Membrane-bound proteins and enzymes (for instance channels, receptors, and transporters) are involved in critical cellular processes, yet our understanding of these important biological molecules at molecular levels lags behind those of soluble proteins. For example, while thousands of X-ray crystal structures of soluble proteins are known, only about 30 structures of unique membrane proteins are currently available. A significant barrier to the structural characterization of membrane proteins is that membrane proteins are generally synthesized at low levels in cells. Obtaining significant quantities (even at milligrams scale) of purified membrane proteins for biochemical and biophysical studies has been a major obstacle.
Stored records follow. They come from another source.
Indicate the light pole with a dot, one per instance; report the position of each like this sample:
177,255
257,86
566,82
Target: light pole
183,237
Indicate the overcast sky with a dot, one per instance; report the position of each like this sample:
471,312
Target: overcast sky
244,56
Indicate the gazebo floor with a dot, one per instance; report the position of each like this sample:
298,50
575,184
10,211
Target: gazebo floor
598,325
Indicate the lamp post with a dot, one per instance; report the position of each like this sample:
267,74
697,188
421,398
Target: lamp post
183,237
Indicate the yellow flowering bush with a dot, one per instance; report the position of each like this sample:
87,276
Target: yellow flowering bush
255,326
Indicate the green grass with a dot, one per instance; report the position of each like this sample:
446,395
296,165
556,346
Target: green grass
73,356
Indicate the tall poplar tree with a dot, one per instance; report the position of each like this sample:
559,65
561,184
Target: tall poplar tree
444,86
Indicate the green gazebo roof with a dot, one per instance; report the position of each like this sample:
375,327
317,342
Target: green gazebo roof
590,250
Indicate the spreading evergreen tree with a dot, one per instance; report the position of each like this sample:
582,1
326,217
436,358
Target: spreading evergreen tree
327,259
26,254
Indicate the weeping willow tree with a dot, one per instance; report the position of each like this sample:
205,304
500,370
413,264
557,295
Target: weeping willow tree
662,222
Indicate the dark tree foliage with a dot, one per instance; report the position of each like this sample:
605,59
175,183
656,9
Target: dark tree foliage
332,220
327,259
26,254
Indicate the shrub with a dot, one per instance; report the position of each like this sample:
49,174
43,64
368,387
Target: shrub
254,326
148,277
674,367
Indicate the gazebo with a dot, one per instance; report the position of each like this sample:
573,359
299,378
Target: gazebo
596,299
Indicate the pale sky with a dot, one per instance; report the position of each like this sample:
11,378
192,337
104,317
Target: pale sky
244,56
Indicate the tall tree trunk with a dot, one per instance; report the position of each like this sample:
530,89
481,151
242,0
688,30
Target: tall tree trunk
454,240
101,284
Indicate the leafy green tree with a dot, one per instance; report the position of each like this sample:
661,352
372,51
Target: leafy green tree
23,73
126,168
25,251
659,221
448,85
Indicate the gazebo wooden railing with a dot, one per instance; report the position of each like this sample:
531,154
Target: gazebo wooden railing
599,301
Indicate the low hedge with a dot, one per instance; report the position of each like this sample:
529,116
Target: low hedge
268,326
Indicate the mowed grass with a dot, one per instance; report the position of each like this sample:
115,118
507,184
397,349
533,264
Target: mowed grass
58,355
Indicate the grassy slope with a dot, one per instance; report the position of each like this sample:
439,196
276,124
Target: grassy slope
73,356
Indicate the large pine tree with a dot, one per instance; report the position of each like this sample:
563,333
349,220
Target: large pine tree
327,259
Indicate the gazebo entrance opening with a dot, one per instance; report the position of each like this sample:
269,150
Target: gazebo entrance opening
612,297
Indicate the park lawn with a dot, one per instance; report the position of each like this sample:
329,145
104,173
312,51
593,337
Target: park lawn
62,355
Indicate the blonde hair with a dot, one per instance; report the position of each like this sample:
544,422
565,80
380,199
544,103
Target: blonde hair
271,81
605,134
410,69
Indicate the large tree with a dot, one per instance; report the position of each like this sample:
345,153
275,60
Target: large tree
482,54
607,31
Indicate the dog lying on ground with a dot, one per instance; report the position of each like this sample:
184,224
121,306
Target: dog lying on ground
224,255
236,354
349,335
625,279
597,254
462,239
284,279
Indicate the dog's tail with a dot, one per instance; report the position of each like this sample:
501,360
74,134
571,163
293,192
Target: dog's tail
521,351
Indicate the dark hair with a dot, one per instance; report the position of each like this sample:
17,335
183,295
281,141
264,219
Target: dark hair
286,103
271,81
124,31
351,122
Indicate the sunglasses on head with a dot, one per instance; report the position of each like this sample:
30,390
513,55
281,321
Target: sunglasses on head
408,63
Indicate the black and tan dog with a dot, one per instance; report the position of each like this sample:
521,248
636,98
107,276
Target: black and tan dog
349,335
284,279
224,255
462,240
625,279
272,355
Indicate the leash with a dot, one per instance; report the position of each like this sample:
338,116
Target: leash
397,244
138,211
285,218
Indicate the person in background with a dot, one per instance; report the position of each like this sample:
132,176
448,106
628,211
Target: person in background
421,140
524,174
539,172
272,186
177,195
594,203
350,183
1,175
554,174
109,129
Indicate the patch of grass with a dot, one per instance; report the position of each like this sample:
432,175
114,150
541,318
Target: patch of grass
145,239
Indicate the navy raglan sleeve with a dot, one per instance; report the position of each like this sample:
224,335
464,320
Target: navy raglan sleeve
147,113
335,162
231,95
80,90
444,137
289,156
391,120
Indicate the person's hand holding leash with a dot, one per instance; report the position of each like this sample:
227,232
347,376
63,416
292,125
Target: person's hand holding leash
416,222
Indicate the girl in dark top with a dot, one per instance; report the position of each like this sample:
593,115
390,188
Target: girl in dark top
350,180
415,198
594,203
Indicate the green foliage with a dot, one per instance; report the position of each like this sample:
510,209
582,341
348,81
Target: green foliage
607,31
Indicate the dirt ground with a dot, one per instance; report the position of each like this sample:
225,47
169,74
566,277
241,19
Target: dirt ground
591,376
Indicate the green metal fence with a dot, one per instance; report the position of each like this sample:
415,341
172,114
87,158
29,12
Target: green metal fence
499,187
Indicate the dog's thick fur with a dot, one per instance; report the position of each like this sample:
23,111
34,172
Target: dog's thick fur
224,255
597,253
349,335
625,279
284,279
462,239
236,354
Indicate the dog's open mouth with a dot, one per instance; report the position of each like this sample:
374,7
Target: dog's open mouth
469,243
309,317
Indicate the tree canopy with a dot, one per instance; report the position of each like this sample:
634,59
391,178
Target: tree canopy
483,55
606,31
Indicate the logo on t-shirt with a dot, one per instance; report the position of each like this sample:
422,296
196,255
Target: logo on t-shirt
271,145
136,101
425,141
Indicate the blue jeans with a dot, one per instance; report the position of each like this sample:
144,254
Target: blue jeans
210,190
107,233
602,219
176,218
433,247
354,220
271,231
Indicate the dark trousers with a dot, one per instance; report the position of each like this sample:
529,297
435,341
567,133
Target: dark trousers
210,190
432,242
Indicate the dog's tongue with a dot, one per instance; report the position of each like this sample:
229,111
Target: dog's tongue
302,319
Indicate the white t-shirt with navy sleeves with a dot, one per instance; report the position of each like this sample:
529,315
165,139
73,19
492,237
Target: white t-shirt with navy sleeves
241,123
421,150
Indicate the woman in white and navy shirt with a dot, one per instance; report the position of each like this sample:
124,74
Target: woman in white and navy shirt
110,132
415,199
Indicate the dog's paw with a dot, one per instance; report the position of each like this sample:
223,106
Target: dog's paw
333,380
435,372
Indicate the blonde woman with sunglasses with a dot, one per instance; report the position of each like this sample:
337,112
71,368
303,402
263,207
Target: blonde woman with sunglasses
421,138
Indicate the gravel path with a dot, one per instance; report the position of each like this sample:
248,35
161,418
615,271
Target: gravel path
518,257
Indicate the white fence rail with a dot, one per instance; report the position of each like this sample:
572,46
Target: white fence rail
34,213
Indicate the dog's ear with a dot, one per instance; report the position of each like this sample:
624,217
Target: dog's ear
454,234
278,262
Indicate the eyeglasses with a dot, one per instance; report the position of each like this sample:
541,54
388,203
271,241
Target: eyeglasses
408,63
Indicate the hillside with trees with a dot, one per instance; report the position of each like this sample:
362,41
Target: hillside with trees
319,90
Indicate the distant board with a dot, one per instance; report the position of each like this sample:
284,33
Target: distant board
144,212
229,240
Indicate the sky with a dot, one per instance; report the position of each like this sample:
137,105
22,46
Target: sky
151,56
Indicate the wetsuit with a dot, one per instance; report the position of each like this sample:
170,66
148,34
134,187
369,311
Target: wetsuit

Systems that can afford very high yields of recombinant soluble proteins are ineffective for membrane protein expression. For example, the three most popular and powerful commercially available recombinant protein expression vehicles, the bacteria Escherichia coli with T7 phage promoter-driven plasmids, the baculovirus Autograph californica nuclear polyhedrosis virus in Sporodoptera frugiperda cell lines, and the methylotrophic yeast Pichia pastoris with the alcohol oxidase promoter-driven plasmids, work well only for soluble proteins. Many expression systems fail to provide good production of membrane proteins because they lack a powerful promoter and/or a suitable cellular compartment to house the recombinant membrane proteins at significant levels.
A membrane protein production system would be indispensable and would allow scientists to tackle many currently intractable problems in membrane protein biochemistry.